The problem with many hard-fast yet uncommon grammar rules is that many of them no longer apply! Here are FIVE of our most favourite grammar MYTHS and the new FACTS which have replaced them.
MYTH #1: NEVER SPLIT INFINITIVES
FACT: A split infinitive occurs when you place an adverb between a “full infinitive” as in “to boldly go where no man has gone before.” Guess what? It is perfectly fine to do this!

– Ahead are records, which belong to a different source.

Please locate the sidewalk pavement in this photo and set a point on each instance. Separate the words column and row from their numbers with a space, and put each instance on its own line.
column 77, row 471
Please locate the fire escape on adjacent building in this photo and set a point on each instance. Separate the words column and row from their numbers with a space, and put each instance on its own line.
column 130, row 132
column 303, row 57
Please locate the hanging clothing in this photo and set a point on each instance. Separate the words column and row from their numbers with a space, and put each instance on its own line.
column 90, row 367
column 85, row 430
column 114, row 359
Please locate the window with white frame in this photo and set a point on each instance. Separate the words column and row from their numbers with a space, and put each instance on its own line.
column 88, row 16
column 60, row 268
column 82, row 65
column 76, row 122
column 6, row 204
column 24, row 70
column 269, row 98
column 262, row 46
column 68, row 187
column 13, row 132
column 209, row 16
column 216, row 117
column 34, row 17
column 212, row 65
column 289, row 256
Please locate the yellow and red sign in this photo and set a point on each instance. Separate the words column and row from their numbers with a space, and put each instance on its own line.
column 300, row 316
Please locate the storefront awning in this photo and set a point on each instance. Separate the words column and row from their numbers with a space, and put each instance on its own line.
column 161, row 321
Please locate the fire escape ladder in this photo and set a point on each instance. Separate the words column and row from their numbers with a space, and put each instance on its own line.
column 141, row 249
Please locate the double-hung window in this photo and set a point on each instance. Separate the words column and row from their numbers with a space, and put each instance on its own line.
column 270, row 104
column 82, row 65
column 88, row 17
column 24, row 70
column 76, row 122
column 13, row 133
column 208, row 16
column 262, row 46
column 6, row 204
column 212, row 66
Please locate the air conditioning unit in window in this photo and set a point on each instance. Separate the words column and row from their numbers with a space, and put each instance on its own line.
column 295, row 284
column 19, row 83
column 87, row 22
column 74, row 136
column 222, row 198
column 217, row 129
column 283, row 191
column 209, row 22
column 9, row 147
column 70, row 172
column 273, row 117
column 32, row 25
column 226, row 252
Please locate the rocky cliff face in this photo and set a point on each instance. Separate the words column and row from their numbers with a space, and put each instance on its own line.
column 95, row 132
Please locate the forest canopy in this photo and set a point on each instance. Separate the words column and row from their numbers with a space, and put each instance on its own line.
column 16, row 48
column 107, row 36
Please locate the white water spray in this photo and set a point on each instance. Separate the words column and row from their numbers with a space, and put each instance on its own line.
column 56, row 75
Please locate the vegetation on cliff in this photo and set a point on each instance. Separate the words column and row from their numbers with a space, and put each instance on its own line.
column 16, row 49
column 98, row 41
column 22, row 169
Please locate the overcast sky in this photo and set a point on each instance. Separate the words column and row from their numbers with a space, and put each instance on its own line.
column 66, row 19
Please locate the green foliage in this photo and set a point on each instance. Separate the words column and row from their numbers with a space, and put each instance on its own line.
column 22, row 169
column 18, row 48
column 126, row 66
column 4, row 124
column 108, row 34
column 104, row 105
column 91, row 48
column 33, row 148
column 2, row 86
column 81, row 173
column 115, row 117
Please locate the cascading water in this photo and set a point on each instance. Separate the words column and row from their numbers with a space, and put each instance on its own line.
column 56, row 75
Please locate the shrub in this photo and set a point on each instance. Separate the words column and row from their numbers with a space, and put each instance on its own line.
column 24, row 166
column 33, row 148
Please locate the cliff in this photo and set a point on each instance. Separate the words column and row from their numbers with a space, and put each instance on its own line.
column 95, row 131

MYTH #2: PASSIVE VOICE IS ALWAYS WRONG.
FACT: Even, and especially, the Grammar Police know that there is no such concept as “always” in the world of English grammar! It is just fine to use the passive voice (as in “mistakes were made”) when the subject isn’t named. In other cases, avoiding passive voice almost always makes your writing more interesting.
MYTH #3: NEVER END A SENTENCE WITH A PREPOSITION
FACT: Sometimes, it’s best to write the way you speak, which of COURSE will be grammatically correct, right? Let’s look at this sentence: I have so much to be happy about. If we were to change this sentence to make it “grammatically correct” it would read “I have so much about which I am happy.” YUCK! Go with whichever sounds best.
MYTH #4: NEVER BEGIN A SENTENCE WITH “AND,” “BUT,” “OR,” AND “HOWEVER”
FACT: Using these words to begin a sentence is a matter of choice, depending on the style of your writing. For instance, you’ll see this often in advertising copy and it works just fine! BUT make sure that your punctuation is correct and the sentence is complete.
And this one REALLY hurts…
MYTH #5: IRREGARDLESS IS NOT A WORD
FACT: Irregardless IS a real word, if you believe everything that you read in some dictionaries. Sadly, what has MADE it an accepted word is its widespread use over the past century. However, with that being said, we recommend that you do NOT use it if you want to be taken seriously! Don’t worry: the spell checker still catches it!
Have fun correcting the Grammar Police! What are you waiting for? (Oops…that was a preposition, wasn’t it?)
P.S. Thanks to Sydney from Orillia for suggesting this topic!